The recent exit from office of Mr. Benjamin Ezra Dikki as the Director General of the BPE marked the end of yet another highly scrutinised era in the life of the agency. But it was also an era that saw it realise historic successes as a privatisation agency, most notably with the epic privatisation of the power sector in transactions that were widely acclaimed by industry experts as credible, and which the United States Deputy Assistant Secretary of State for Energy Transformation, Dr. Robert Ichord, while speaking at the Nigerian Power Sector Investors Conference held in Abuja on February 14, 2014, specially acknowledged as the most comprehensive and most transparent transaction in recent history, in his over 30 years’ experience in privatisation.
Beyond the successful privatisation of the power sector during the Dikki era, the BPE witnessed a ramping up of its activities in the area of post-privatisation monitoring, which saw a newly privatised power station like Egbin record major improvements in its operations.
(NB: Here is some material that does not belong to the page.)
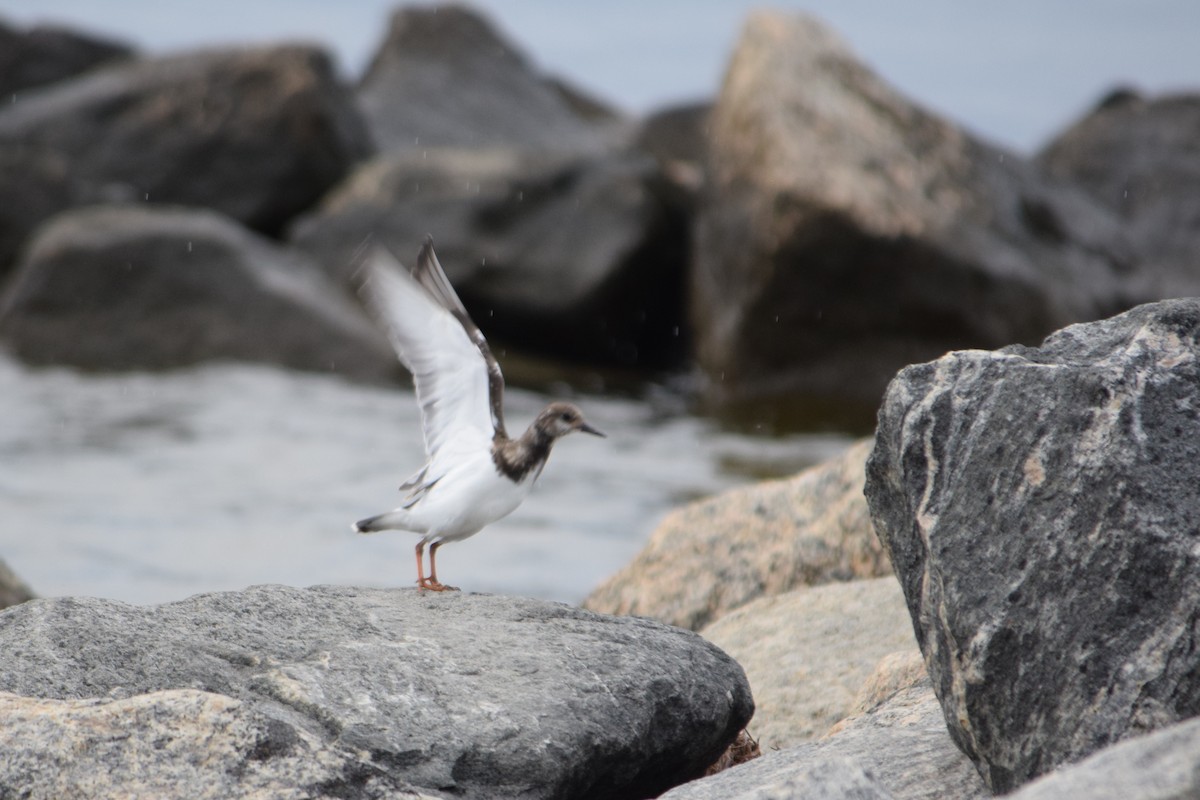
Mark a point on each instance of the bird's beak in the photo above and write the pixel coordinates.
(588, 428)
There have been challenges in the aftermath of the privatisation of the power sector, like other similar undertakings of the BPE before and after it, but these are not necessarily as a result of privatisation or the manner it was executed but due to other systemic problems. For instance, privatisation cannot be blamed for the problem of sabotage as reflected in the vandalisation of power and gas infrastructure that caused a sharp decline in power output and availability nationwide in the post-privatisation era, especially towards the end of the Jonathan administration.
Privatisation, however, well-meaning or well-executed, can only deliver the best results in a country whose citizens consciously work for the common good unlike those responsible for the vandalisation. It is only the activation of a process of improving the management and profitability of former public enterprises as privately-owned companies. That said, the BPE after Dikki may need to consider further strengthening its role in the area of post-privatisation monitoring, which is critical in safeguarding the integrity of its primary achievements in the privatisation of public enterprises such as the defunct successor companies of the Power Holding Company of Nigeria (PHCN). The nature of privatisation entails that public enterprises, its raw material, will continue to dwindle and eventually become depleted as they are converted to private ownership, considering its driving philosophy that they are better managed under private ownership.
But the role of post privatisation monitoring is dynamic, and the BPE can serve as a rather specialised or omnibus government regulator of the activities of privatised companies, enforcing a well-defined but dynamic regime of checks against possible excesses or violations while strengthening the core of efficient service delivery.
Oke, a public affairs commentator, lives in Abuja.